Darin wird gefordert, den bisherigen Spielbetrieb mit 200 bzw. 500 Zuschauern auch bei hohem Inzidenzwert aufrecht erhalten zu dürfen. Alles andere käme für die Theater einem zweiten Lockdown gleich und bedeute eine Existenzbedrohung für alle Bühnen in Bayern.

Absurdes Messen mit zweierlei Maß

Er wolle die Pandemie nicht kleinreden und sei wie viele in großer Sorge um die gesundheitlichen Folgen, sagt Andreas Beck, Intendant des Münchner Residenztheaters und einer der Unterzeichner des Briefs. "Aber ich glaube, dass wir jetzt bewiesen haben, dass die Hygienekonzepte funktionieren, die wir erarbeitet haben. Und ich glaube, man kann fast sagen: Nirgendwo ist es sicherer als im Theater, man kann sich nicht sicherer unterhalten als im Theater!"
Es sei absurd, dass scheinbar mit zweierlei Maß gemessen werde, denn die Lufthansa werde auch nicht mit unter 50 Passagieren pro Flugzeug fliegen müssen und auch die Züge der Deutschen Bahn werden weiterhin voll sein. Da sei es klar, dass das zunehmend auf Unverständnis beim Publikum stoße.
Er sehe ein, dass gerade die Theater Vorbildcharakter haben und mit gutem Beispiel in der Pandemie vorangehen sollten, sagt Beck. "Gleichwohl muss ich aber festhalten: Wenn man immer mehr eingeschränkt wird, dann muss man nicht gerade das einschränken, was die sicherste Form der Freizeitgestaltung ist."

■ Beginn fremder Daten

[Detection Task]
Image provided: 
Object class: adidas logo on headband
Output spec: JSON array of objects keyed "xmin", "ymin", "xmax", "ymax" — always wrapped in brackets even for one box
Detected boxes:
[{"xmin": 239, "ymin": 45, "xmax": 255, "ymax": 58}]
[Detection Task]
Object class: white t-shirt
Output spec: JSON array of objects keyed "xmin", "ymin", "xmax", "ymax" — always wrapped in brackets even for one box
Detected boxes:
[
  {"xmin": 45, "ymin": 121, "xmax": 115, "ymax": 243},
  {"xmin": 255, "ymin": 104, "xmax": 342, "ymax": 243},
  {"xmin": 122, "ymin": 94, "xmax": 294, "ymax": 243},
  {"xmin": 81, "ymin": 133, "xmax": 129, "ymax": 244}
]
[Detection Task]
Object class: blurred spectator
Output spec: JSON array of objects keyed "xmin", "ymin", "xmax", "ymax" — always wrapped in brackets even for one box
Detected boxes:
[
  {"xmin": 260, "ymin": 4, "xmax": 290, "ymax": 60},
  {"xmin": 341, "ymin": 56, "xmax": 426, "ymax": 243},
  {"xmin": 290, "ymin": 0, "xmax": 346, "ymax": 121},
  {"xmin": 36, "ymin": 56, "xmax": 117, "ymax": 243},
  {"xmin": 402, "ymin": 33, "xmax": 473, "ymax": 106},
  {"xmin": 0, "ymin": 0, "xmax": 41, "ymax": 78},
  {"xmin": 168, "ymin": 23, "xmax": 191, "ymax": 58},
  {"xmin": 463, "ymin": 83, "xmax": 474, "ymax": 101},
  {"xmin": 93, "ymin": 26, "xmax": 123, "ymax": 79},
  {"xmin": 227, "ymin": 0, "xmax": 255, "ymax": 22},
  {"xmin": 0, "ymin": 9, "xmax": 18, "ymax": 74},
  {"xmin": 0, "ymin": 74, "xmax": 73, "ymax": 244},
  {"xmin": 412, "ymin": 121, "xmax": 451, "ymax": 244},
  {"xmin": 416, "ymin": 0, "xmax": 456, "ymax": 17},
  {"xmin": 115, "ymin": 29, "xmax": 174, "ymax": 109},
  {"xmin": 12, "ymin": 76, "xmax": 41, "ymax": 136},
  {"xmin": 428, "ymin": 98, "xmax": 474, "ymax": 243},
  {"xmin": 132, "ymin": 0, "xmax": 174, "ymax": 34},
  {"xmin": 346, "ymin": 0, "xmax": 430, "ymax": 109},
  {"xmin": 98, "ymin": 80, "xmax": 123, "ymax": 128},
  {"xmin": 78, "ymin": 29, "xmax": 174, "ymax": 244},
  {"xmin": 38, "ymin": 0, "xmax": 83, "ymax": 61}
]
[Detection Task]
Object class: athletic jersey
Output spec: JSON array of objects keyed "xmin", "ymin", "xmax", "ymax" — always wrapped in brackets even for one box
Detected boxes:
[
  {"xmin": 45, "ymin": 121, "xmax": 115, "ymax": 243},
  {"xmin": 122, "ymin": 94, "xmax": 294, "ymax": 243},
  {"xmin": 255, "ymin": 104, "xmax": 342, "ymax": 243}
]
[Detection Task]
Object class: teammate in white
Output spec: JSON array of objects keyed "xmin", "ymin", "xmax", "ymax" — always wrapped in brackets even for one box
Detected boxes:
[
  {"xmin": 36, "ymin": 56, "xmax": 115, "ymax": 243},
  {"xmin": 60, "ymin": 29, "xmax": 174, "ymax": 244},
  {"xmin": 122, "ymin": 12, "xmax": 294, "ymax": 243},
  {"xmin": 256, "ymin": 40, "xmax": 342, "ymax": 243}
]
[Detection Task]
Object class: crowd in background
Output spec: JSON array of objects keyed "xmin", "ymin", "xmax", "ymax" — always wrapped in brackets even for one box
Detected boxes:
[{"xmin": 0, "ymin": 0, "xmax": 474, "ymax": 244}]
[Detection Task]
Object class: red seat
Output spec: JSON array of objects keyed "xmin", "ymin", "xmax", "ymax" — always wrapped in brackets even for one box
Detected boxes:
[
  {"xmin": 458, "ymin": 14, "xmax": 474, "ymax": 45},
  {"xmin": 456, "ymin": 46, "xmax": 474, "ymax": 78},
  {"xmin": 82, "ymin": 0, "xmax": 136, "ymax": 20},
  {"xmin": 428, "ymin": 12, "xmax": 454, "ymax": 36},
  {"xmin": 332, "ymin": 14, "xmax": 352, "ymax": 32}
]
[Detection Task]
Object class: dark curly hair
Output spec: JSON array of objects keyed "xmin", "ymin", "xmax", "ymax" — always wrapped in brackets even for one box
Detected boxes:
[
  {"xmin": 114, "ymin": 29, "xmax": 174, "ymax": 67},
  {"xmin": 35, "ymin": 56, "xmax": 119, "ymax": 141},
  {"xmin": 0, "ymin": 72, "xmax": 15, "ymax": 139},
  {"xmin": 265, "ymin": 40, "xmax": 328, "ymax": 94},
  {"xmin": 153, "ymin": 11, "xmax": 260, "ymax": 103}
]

Geplante Maßnahmen sind de facto neuer Lockdown

Deswegen habe man in dem Brief einen Sonderweg gefordert. Theater seien keine Schulen oder Behörden, die man wieder öffnen könne und dann funktioniere alles wieder. "Wir müssen auch noch Kunst herstellen. Innerhalb dessen, was Theater ausmacht, ist das Publikum ein wichtiger Teil."
Schon bei den bisherigen Einschränkungen sei das kommende finanzielle Defizit der Theater nicht zu vermeiden. Aber die nun wegen hoher Inzidenzzahlen geplante Beschränkung auf maximal 50 Zuschauer käme de facto einer Schließung gleich.
Die Vorstellungen bisher seien an den Häusern sehr schnell ausverkauft gewesen, sagt Beck. Die Menschen hätten also durchaus Lust auf Theater. Außerdem sehe man, dass in Ländern, in denen die Infektionszahlen höher sind, trotzdem weiter Theater gespielt werde. Man müsse deswegen genau hinschauen und vermeiden "intelligente, geistreiche und ungefährliche Freizeitgestaltung" zu unterbinden in Zeiten, in denen gerade sehr viel unterbunden werde.